September 16, 2012

 

ORDINARY 24 (B)

Whoever wishes to come after me must deny himself, take up his cross, and follow me. – Mark 8: 34

  Dr. Victor Frankel, a psychiatrist imprisoned in a Nazi concentration camp, observed that the prisoners least likely to survive were those who had given up hope of finding any meaning or purpose to their ordeal. We can be grateful that most of us have been spared such an ordeal. But to some degree at least, do we not all face the challenge of physical suffering & spiritual degradation? Not one of us who enters the gate of life can claim immunity from these hazards.

   To be alive is to risk death, injury, sickness, anxiety, embarrassment, shame, rejection, loneliness & betrayal.

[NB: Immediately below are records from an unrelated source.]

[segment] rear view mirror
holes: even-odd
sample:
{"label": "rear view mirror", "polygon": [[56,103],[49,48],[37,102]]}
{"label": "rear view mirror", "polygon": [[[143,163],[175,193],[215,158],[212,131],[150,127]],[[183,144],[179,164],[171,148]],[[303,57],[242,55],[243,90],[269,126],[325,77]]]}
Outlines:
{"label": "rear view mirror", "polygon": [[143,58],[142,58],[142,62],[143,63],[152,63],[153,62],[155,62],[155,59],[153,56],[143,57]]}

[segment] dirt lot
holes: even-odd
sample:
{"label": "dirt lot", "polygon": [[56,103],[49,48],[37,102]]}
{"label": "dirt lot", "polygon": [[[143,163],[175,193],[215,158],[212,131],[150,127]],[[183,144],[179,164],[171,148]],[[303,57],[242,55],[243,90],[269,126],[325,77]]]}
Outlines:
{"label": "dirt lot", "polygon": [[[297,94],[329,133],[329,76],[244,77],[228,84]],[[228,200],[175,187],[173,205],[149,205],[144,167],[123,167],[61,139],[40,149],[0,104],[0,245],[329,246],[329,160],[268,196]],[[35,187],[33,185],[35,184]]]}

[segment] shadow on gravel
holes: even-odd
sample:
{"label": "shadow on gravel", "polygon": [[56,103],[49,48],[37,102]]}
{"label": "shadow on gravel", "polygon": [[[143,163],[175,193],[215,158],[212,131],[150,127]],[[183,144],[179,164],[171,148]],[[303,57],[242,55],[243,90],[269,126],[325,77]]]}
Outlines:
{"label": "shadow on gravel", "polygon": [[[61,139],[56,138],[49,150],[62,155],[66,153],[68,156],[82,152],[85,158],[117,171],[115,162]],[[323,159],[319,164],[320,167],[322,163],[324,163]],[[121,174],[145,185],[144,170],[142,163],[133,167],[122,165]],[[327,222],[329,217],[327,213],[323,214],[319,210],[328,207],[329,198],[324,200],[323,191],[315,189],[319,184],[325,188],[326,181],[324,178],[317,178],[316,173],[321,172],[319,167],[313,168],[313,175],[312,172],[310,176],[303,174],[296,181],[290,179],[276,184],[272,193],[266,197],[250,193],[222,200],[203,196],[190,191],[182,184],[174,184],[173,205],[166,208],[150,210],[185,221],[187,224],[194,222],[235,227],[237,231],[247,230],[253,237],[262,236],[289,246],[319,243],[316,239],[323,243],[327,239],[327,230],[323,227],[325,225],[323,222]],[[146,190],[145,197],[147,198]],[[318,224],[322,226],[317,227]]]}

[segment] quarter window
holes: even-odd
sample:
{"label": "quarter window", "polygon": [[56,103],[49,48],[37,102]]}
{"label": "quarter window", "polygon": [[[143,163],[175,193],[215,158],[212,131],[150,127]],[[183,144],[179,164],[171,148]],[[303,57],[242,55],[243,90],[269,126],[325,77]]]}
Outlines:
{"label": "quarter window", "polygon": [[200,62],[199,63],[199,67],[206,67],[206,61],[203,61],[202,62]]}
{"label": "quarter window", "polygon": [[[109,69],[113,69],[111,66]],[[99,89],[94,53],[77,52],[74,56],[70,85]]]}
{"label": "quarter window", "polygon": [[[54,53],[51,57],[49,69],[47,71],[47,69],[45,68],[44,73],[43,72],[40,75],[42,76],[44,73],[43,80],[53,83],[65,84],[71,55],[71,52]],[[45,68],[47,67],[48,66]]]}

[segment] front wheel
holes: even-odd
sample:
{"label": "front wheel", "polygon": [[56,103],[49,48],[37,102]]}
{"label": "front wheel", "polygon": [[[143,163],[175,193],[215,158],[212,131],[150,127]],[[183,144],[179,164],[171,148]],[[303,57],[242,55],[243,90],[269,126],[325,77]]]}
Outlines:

Because these are risks we must necessarily run, they make us vulnerable to the greatest risk of all: our spiritual destruction, which is despair.

   We spend a good part of our lives struggling to achieve some security against these & other risks. We build nest-eggs to secure ourselves against poverty. We follow fashions to secure ourselves against the risk of embarrassment over our personal appearance. We buy insurance to secure ourselves against sickness & disease. We cling to certain people to secure ourselves against loneliness. We keep silent to secure ourselves against ridicule. We get regular medical check-ups, check our brakes & secure our seatbelts, put our money in banks & double-lock our doors, take vitamins & exercise. But try as we may, there is no escaping the fact that to be alive is to face risks. Troubles will come to plague us, sufferings will come to burden us, & death will ultimately overtake us.

   Given all this insecurity, by what power & authority do we resist the forces of spiritual destruction? By what power & authority do we dare to assert our human dignity & our significance? For Christians, it is by the power & authority of Jesus & His cross. As His followers, we learn to “deny our very selves”, i.e., to look beyond ourselves for the meaning & purpose of life. The discovery of our true significance lies outside our feeble efforts to secure ourselves against the risks. “Whoever wishes to save his life will lose it.” This is not to say that we embrace suffering & bear life’s burdens for their own sake. Suffering devoid of meaning is absurdity.

   By following the trail that Christ has blazed for us, & by uniting our distress with His, we discover the redemptive power of the cross – paradoxical though that may seem to the uninitiated. In so doing, we discover that our lives are meaningful & significant to an awesome degree. He teaches us that who we are & what we are to become crucial elements for the fulfillment of His Father’s purpose.

   From his cross, Jesus shows us that we can hold onto this even though we may be stripped of everything else. The search for significance does not culminate in the achievement of fame or notoriety or power or wealth or prestige. It comes when we realize that we have been designated by God to play a vital role in all that is going on; that life includes us, & that without us, there would be a void in creation that could not otherwise be filled. No one can take our place in God’s plan – a part of life would not be lived if we didn’t live it! All this adds up to an even greater tragedy from abortion than we might have thought at first.

   To take up our cross does not mean a “grin & bear it” attitude. It means that life at it bitterest is not without a meaning & purpose of the highest order. It means that this purging, cleansing moment which we call “life on earth” is always a moment closer to our eternal fulfillment that we call “the Kingdom of God.” Our only real security is to take up our cross & follow Jesus even to the point of death, not because it is easy or pleasant, but because it is the only way the word “happiness” can ever be anything but a hollow promise or a mirage in the desert.  AMEN!